Genmab has a unique alliance with Medarex, Inc. that gives Genmab access to Medarex’s proprietary human antibody technologies. Genmab exchanged stock for technology access at the time of the company’s founding. Genmab received the rights to develop 16 products with no further payments to Medarex. After these 16 licenses are used, Genmab can access fee based licenses for which it would owe royalties and milestones. Under the alliance, Genmab can develop an unlimited number of products for an unlimited period of time using the transgenic technology. 

In addition, in June 2001, we entered into a collaboration with Medarex to develop a human antibody to treat inflammation, HuMax-Inflam™ (now called HuMax-IL8™). In an asset exchange agreement in September 2007, Genmab gained full rights to HuMax-IL8.

The FDA’s SPA process was implemented under the Prescription Drug User Fee Act (PDUFA) in November 1997. The FDA agreed to specific performance goals for special protocol assessment and agreement that apply to pivotal efficacy trials. To use this process, companies planning clinical trials designed to support efficacy claims submit a study protocol, as well as related questions. The FDA may then review and agree to the protocol design, execution and analyses and issue a special protocol letter to that effect. Once the FDA agrees in writing to a protocol reviewed under this process, the assessment should be considered binding on the review division of the FDA as long as the protocol is followed, unless substantial scientific issues essential to determining the safety or efficacy of the drug are identified after the testing has begun.

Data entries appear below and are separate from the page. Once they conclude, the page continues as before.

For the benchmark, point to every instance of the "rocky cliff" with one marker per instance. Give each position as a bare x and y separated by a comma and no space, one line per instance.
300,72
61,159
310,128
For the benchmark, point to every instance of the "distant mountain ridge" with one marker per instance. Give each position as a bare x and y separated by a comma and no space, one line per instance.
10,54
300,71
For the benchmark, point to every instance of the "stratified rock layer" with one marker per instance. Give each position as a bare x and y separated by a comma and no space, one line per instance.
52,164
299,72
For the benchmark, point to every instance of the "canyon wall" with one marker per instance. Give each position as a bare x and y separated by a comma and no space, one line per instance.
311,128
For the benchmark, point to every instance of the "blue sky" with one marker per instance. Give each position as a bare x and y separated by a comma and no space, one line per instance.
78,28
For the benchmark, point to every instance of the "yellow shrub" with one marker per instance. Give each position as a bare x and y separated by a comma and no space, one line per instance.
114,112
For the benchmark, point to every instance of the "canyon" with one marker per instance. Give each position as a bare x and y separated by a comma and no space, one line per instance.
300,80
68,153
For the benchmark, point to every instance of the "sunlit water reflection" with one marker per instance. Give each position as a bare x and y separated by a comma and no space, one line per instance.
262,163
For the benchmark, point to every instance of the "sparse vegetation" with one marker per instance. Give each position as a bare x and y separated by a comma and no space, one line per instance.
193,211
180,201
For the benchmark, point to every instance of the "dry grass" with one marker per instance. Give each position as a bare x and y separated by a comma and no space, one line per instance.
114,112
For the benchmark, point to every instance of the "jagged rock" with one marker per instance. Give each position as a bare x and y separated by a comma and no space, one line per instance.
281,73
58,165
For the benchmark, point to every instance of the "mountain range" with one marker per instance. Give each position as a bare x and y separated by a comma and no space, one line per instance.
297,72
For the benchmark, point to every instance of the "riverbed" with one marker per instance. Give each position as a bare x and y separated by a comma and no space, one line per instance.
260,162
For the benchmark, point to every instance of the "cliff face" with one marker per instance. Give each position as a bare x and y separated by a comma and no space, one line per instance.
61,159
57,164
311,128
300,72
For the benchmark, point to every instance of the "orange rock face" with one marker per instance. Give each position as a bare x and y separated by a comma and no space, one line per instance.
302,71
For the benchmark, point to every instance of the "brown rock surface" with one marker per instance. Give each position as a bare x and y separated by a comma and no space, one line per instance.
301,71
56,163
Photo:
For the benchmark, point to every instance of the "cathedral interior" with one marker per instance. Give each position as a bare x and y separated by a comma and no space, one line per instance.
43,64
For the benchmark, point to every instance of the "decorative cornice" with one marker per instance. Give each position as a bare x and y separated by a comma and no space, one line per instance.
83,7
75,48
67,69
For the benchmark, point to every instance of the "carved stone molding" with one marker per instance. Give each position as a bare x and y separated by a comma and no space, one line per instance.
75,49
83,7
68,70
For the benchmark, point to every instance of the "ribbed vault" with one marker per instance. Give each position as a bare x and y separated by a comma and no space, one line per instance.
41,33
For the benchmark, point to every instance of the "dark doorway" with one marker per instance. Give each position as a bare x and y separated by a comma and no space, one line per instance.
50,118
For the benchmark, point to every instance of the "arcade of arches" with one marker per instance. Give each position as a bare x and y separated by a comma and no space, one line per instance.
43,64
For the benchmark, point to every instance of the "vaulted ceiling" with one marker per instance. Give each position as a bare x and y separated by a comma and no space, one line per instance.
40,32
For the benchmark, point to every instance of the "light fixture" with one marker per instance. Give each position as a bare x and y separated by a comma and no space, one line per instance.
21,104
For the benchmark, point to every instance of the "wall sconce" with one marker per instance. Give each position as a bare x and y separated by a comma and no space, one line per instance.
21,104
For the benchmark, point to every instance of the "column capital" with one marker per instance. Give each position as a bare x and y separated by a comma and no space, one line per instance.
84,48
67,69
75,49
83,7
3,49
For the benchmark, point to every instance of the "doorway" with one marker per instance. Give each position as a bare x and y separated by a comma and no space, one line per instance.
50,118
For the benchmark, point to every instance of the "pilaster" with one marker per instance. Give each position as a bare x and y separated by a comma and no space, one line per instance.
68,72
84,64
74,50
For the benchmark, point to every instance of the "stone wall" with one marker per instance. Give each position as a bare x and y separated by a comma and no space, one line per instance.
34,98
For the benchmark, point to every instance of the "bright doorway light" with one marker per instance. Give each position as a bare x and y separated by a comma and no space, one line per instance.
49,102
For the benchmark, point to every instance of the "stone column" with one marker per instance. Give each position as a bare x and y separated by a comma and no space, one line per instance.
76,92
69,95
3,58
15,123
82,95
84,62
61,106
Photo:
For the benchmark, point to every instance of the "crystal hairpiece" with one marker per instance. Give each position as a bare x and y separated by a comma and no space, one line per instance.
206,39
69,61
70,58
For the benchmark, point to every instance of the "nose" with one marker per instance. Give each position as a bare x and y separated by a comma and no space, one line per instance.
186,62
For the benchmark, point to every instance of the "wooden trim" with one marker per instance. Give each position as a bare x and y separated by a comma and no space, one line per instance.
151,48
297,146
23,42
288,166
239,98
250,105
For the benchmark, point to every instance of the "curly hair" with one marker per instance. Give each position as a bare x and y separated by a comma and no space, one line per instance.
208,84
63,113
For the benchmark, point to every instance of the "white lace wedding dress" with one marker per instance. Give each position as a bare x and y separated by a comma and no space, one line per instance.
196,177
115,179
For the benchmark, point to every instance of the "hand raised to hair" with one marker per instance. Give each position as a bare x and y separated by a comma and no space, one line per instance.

The National Cancer Institute-sponsored Working Group (NCI-WG) on chronic lymphocytic leukemia (CLL) has published guidelines for the design and conduct of clinical trials in CLL with the objective to facilitate comparisons of results of these trials by providing standardized eligibility, response and toxicity criteria. According to the guidelines, a complete remission (CR) is obtained when there is an absence of lymphadenopathy by physical examination and appropriate radiographic technique, spleen and liver are normal in size, absence of constitutional symptoms, and normal peripheral blood counts. A bone marrow aspirate and biopsy should be performed 2 months after clinical and laboratory results have demonstrated that all above mentioned criteria has been fulfilled. The examination must show: normocellular for age, lymphocytes <30% and no nodules. A nodular partial remission has the same definition as for CR but with persistent nodules in the bone marrow. A partial remission requires a more than 50% decrease in peripheral blood lymphocyte count, a more than 50% reduction in lymphadenopathy, a more than 50% reduction in size of liver and spleen if abnormal at baseline and a more than 50% improvement in peripheral blood cell counts if not normal. Response must be maintained for a period of at least 2 months.